Running on Empty
On Christmas Day, my brother, a litigation attorney, called from the San Antonio airport to say he would be late for the lunch we had scheduled. “You’ve got business on Christmas Day?” I asked surprised, “must be a big case going on hot and heavy.” “No,” he said, “I’m just trying to get in my frequent flyer miles before the year ends so that I can get to elite status.”
My mind didn’t quite compute this at first. He’s flying to San Antonio to get his elite status, as if his elite status was being stored in some locker at the San Antonio airport. And then it began to dawn on me: my brother had purchased a roundtrip airplane ticket to fly to San Antonio and immediately back with absolutely no purpose other than to rack up some frequent flier air miles. How strange, I thought. I guess that elite status, which allows so-called “free” upgrades to first class when such openings are available, is highly coveted.

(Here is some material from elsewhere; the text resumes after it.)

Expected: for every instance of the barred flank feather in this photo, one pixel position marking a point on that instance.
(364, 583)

And then I forgot about it and went back to preparing lunch.
A few days later, as I was vegging out in front of the TV over the holidays, one of the networks threw up a story on this very activity, and I learned then that what my brother had undertaken is known as a “mileage run.” The story further described an entire subculture of Americans who engage in this activity using their own shorthand language for routes and airports and planes, and the existence of websites and magazines that help mileage runners plot their routes to maximize the mileage bang for their ticket buck. There were interviews with mileage runners who would board, for example, in Seattle, fly to Denver, change planes and head to Cincinnati, return west to San Francisco, and then head home again for Seattle. All of this aerial joyriding for no purpose other than to rack up miles towards elite status. There is no interest in visiting Denver, Cincinnati, or San Francisco. There are no people to see in those places. The mileage runners do not even really care where they are in earthly geographic terms, all they really know is that they are in a new airport waiting to take off for another airport, sit back, be served some drinks and packaged food, and tick off the miles.

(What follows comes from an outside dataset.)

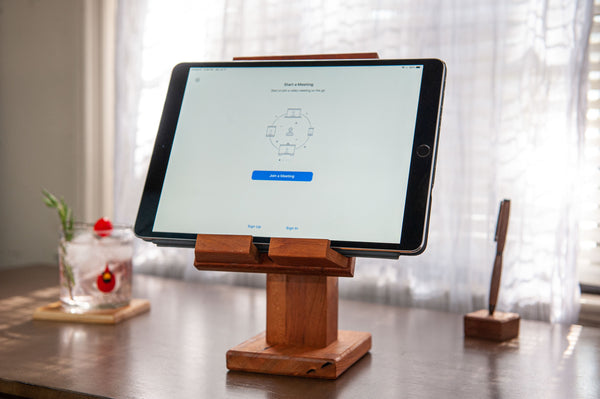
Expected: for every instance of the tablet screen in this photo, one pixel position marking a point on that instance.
(297, 149)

Now, I’ve taken a few airplanes myself in the past few years, and I of course understand the desire to get the hell out of the coach section of the airplane and into first class. And now with two small children, I understand that I am one of those loud and messy family groups from which others are desperately trying to escape. But I honestly don’t know how to even begin to think about the economics of the mileage run, not that airline economics has ever been easy to understand. Presumably, the airlines like this type of activity as it fills seats, even though it is the very definition of frivolous and unnecessary travel. Why not institute a way to purchase comparable air miles towards elite status without actually forcing someone to board a plane? Then the mileage runner’s goal could be met, and an airline seat could be preserved for someone who truly wants to travel to a destination.

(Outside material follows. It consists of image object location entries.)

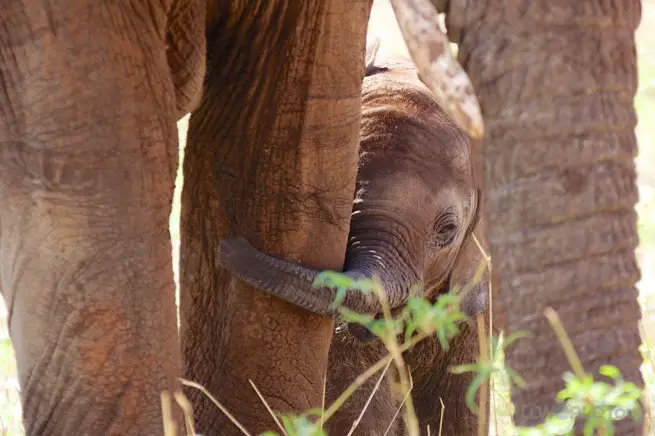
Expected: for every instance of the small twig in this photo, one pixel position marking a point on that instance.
(443, 412)
(217, 403)
(167, 413)
(187, 409)
(484, 389)
(270, 411)
(398, 409)
(368, 401)
(323, 400)
(564, 339)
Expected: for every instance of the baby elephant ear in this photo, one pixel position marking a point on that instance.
(371, 52)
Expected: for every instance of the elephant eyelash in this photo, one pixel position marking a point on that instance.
(445, 230)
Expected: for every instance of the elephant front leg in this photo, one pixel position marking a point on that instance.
(87, 163)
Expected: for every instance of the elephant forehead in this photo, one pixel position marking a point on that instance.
(405, 192)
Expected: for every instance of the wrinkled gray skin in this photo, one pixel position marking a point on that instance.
(413, 220)
(90, 91)
(416, 205)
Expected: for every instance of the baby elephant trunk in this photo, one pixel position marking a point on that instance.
(294, 283)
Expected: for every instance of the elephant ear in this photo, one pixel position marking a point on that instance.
(371, 53)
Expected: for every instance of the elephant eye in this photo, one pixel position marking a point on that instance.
(444, 231)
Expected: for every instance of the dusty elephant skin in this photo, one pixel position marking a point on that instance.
(283, 177)
(415, 204)
(88, 147)
(412, 222)
(560, 183)
(416, 207)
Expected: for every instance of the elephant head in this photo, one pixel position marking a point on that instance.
(413, 214)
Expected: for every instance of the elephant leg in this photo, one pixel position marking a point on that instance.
(271, 155)
(87, 167)
(560, 182)
(348, 359)
(434, 383)
(186, 50)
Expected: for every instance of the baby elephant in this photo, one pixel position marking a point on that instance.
(413, 218)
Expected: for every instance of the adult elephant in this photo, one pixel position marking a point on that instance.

I tried to research what percentage of domestic air seats are purchased for mileage running, but couldn’t find anything. It may be a totally insignificant number, and not worthy of analysis, much less a monologue from me. Or it may be some surprisingly high number of total commercial passenger traffic, say 2% or more, that in effect forces the nation’s air fleet and air traffic, and therefore fuel consumption and carbon emissions, to be that much larger than they need be. But either way, if there is one metaphor for the vast quantity of unreasonable and illogical waste of planetary resources common in modern American culture, it seems to me it would have to be mileage running, in which people fly around in coach class on cramped fuel-consuming jets so that they don’t have to fly around in coach class on cramped fuel-consuming jets.
I’m Leo Gold. This is The New Capital show.